Proposed model for complement activation in hemodialysis (HD). The principal mechanism leading to complement activation in HD is the binding of ficolin-2 to the membrane, resulting in lectin pathway activation. Simultaneously, properdin and/or C3b bind to the membrane resulting in alternative pathway activation. Complement activation will result in the formation of anaphylatoxins (C3a, C5a), opsonins (C3b, iC3b), and the membrane attack complex (C5b-9). First, complement activation leads to the upregulation of complement receptor 3 (CR3) allowing leukocytes to bind C3 fragments deposited on the membrane, leading to leukopenia.
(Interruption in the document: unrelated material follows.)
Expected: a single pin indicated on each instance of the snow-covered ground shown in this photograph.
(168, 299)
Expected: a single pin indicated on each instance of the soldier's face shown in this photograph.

Second, CR3 on neutrophils is also important for the formation of platelet-neutrophil complexes, which contributes to thrombotic processes. Furthermore, C5a generation during HD leads to the expression of tissue factor and granulocyte colony-stimulating factor in neutrophils, shifting HD patients to a procoagulant state. Third, complement activation also promotes recruitment and activation of leukocytes resulting in the oxidative burst and the release of pro-inflammatory cytokines and chemokine’s. More specifically, the activation of neutrophils by C5a leads to the release of granule enzymes, e.g., myeloperoxidase (MPO).

Figure 3

Proposed model for complement activation in peritoneal dialysis (PD). In PD patients, mesothelial cells produce and secrete different complement factors. One of the proposed mechanisms of complement activation in PD patients is that PD therapy decreases the expression of complement regulators such as CD55 and CD59 on the peritoneal mesothelium, leading to local complement activation. In addition, cellular debris as a result of direct peritoneal damage by bioincompatible PD fluids as well as antibodies against microorganisms could contribute to local complement activation during PD. Complement activation will result in the formation of anaphylatoxins (C3a, C5a), opsonins (C3b, iC3b), and the membrane attack complex (C5b-9). First, complement activation leads to the influx of leukocytes, predominantly neutrophils. Second, complement activation increased the production of thrombin anti-thrombin complexes and fibrin exudation on the surface of the injured peritoneum. Altogether, these events indicate the activation of the coagulation system. Third, complement activation during PD leads to direct damage of the peritoneum. Moreover, recent evidence suggests that complement activation promotes the progression to fibrosis after tissue injury. In PD, complement activation could stimulate mesothelial cells to undergo epithelial-to-mesenchymal transition, resulting in the accumulation of myofibroblasts and consequently peritoneal fibrosis.